This year, the South by Southwest music festival that takes over Austin, Texas every spring happened online. Couch By Couchwest, as I like to call it, was an on-screen festival, with 289 acts performing roughly 15-minute pre-recorded sets across five days in March. If not whole sets, I watched at least partial performances by nearly half that number, and I've collected a few of my favorites here. You can also hear me talk about some of these performances with All Things Considered host Audie Cornish at the audio link on this page.
A few personal things to note about a virtual music festival: I didn't enjoy hearing loud, brash music while sitting on a couch the way I would in a club filled with people and volume, so I found myself engaging in more reflective music instead. On the other hand, I could bail quickly on a show if I didn't like a song, or channel surf between, say, the South Korea showcase and a British music showcase and then back again. It's different from walking a few miles to a venue to see a show, and I wound up a bit less invested in the music overall. I'm not sure how that affected which performances I loved most, but I sure felt it.
Still, SXSW is always a festival of discoveries for me, and this year lived up to that. I always try to find the unsigned bands or the international acts not likely to make it to my local Washington, D.C. clubs. Because of how the festival curated entries, this year leaned more international than usual: Of those 289 acts, 199 were from outside the U.S., and my list below reflects that.
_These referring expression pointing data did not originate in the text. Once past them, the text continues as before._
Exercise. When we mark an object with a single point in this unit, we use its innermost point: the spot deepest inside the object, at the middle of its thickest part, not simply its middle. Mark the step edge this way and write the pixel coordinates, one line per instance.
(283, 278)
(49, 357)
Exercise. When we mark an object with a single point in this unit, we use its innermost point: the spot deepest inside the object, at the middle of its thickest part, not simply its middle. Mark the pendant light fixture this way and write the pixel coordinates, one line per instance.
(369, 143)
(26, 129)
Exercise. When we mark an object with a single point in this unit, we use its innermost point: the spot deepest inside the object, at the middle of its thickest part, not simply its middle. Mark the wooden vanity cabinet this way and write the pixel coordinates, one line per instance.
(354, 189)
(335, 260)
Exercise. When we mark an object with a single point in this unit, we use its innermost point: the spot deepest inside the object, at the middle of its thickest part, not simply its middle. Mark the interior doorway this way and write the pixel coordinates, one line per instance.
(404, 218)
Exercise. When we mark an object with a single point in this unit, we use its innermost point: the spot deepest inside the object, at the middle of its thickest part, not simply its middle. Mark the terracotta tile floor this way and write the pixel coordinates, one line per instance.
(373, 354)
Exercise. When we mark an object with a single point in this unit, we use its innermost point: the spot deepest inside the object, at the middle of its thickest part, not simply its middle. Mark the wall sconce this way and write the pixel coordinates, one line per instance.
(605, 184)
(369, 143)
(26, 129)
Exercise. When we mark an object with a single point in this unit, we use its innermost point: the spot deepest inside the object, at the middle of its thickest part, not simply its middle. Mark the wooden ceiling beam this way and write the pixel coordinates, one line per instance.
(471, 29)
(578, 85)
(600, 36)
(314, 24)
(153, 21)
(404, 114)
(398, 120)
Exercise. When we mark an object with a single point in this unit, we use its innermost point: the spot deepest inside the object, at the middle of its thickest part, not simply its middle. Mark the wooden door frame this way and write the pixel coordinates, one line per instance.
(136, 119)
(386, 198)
One other note: NPR Music teamed up with SXSW for a Tiny Desk showcase, and we'll be presenting those four sets on NPR.org and the NPR Music YouTube channel beginning April 5. In the meantime, enjoy a highlight reel of one-song videos from my favorite SXSW 2021 discoveries.
Hear The Music
Jambinai is a South Korean band with intense dynamics. There are the usual rock and roll elements — drum kit, electric guitar and bass — but also a traditional two-stringed fiddle, a double-reeded horn that looks like a tiny trumpet, a plucked string instrument called the geomungo that stretches about five feet long, and more. This was a thrill!
Sebastian Plano is a musician from Argentina living in Berlin. When I tuned in, Plano was holding the body of his cello up to his mouth and singing ethereal sounds along with his looped cello and keyboard sounds. It was haunting, and I felt a sense of longing and wonder.
Haepaary is a perfect blend of organic and electronic. This South Korean duo mixes a type of Korean vocal music usually performed by men with reinterpreted melodies and lyrics from the royal shrine music of the Joseon dynasty. I didn't know any of that when I watched their set; that said, it was hypnotic and enthralling.
Anna B Savage was first featured on All Songs Considered back in 2015, but I'd never had a chance to see her perform until this virtual set. This British artist grew up in a family of opera singers, and has a somewhat operatic voice herself, combined with a bit of Joni Mitchell. Despite her powerful vocals, there's intense intimacy there as well.
mafmadmaf is a Chinese modular synthesizer artist. I'm not sure I ever saw his face onscreen, but it didn't matter: This seductive and spellbinding set was perfect in my living room. Seeing his modular synthesizer and its many patch cables set up in a beautiful garden was more entertaining than simply watching some knob-turning on its own. Artfully done.
Ley Line is four singers, including a pair of twin sisters, who find inspiration in music from Latin America, West Africa, and Europe as well as North America. The simplicity is what I loved most about this Austin-based group, both in its spare percussion and lovely harmony.
TENGGER was the most magical of all the performances I watched — and also the one that worked best on a screen and would have been hardest to imagine in a noise-filled venue. A traveling musical family based in Seoul, TENGGER makes its hybrid sounds with a mix of harmonium and modular synths. The couple's child joins this performance of "Achim," playing a bird caller and doing movements that add an otherworldly dimension to the music.